Pode parecer que não há nada de ruim em crer sem se basear na
evidência que se possui, já que a evidência que torna verdadeira
ou provável a crença está disponível de qualquer modo. Contudo,
de um ponto de vista cognitivo, é ruim que um sujeito acredite em
uma proposição para a qual ele tem evidência sem se basear nessa
evidência, pois esse sujeito acreditaria nessa proposição mesmo
que ele não tivesse essa evidência. Pedro acreditaria que Marcos é
culpado de algum crime ainda que não tivesse ouvido o relato da
testemunha ocular, pois o processo de racionalização a partir do
seu ódio ocorreria igualmente. Contudo, se Pedro acreditasse que
Marcos é culpado de cometer um crime apenas com base na evidência disponível relevante e adequada, então na
ausência dessa evidência, Pedro não
acreditaria que Marcos é culpado de cometer um crime. Assim, como
Pedro não acredita que Marcos é culpado de cometer um crime com
base na evidência disponível, ele assume o risco de crer sem ter a
evidência adequada. A evidência que ele possui é frágil, muito
facilmente ele poderia não tê-la, por exemplo, se não encontra a
testemunha ocular, ou se ela não conta o episódio que testemunhou
etc. Ao correr esse risco, por não crer com base na evidência
disponível, Pedro afasta-se da possibilidade de obter conhecimento,
ele não realiza nenhuma conquista cognitiva que possa ser um caso de
conhecimento. Essa diferença fundamenta por que não basta ter
evidência para acreditar em algo, é essencial também que se creia
nesse algo com base na evidência disponível.

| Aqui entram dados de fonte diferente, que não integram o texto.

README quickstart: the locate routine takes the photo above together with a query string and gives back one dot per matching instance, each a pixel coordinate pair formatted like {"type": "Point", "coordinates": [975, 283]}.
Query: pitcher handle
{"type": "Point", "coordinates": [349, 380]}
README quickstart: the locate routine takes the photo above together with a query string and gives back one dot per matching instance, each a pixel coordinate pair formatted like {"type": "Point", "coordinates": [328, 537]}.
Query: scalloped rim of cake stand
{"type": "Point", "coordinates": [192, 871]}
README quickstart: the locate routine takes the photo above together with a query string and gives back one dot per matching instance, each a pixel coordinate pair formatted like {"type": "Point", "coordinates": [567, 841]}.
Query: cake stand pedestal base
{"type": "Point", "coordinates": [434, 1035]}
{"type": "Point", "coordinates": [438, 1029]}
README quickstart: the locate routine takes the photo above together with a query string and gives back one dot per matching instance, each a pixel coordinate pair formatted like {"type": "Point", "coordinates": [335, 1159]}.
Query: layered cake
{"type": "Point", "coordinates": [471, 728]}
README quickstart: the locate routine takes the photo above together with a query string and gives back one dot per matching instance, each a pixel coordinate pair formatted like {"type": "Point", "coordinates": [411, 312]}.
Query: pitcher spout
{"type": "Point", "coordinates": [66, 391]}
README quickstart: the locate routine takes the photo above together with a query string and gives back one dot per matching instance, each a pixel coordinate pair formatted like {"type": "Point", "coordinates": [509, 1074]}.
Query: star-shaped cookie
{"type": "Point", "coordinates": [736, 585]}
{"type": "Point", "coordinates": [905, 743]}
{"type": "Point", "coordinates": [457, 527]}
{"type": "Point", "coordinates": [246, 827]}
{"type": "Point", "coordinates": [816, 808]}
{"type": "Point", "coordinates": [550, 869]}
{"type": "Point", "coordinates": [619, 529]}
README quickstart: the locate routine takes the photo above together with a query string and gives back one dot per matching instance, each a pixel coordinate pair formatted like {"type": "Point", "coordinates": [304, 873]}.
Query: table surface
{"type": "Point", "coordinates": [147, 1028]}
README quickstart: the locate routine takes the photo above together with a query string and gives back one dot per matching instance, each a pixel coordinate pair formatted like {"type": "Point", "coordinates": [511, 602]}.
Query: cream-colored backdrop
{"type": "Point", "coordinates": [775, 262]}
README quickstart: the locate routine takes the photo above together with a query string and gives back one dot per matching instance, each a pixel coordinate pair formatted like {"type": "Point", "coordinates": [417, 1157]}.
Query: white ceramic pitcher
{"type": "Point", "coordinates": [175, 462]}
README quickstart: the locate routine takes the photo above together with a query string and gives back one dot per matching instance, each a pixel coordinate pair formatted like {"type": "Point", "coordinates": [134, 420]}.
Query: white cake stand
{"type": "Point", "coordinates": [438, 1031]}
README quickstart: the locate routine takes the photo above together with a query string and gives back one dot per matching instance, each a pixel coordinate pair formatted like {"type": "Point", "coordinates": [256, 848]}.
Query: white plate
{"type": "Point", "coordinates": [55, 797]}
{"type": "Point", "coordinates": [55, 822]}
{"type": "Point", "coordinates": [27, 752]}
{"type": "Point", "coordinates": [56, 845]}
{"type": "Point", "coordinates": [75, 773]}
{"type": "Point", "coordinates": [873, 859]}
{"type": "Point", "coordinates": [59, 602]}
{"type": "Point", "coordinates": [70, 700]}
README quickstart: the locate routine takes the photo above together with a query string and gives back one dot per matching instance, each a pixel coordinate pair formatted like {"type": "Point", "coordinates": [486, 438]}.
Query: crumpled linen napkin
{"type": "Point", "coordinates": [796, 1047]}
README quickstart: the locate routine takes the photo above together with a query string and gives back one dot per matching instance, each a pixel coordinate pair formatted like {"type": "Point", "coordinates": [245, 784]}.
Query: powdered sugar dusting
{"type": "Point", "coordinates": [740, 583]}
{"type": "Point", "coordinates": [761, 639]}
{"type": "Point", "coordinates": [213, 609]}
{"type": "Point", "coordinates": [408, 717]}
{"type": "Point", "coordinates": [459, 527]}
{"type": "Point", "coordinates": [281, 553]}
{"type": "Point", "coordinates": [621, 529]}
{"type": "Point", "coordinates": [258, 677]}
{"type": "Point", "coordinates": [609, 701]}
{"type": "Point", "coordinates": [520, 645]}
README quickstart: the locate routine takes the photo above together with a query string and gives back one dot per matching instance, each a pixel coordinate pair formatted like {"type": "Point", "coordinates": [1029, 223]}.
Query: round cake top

Essa distinção pode iluminar situações da vida cotidiana. Suponha que um um juiz não
tenha clareza acerca do que é boa razão para o que e introduza em
um processo, como evidência probatória, trechos bíblicos que nada
têm a ver com a sentença que ele pretende sustentar. O risco que
ele assume de formar a sua convicção sem ter a evidência adequada
é incompatível com a função que exerce, ainda que, no processo em
questão, houvesse evidência adequada citada. Espera-se de um juiz
(e não só dele, claro) que ele tenha justificação doxástica para
as suas convicções, e não apenas justificação proposicional,
isto é, que ele não apenas tenha evidência para a sua convicção,
mas que tenha se baseado exclusivamente nessa evidência ao formar a sua convicção.
[1] Veja Bondy, Patrick, e Pritchard, Duncan, “Propositional
epistemic luck, epistemic risk, and epistemic justification”,
para uma discussão mais detalhada e técnica da distinção entre
ter evidência e crer com base na evidência e da importância
epistêmica de se crer com base na evidência.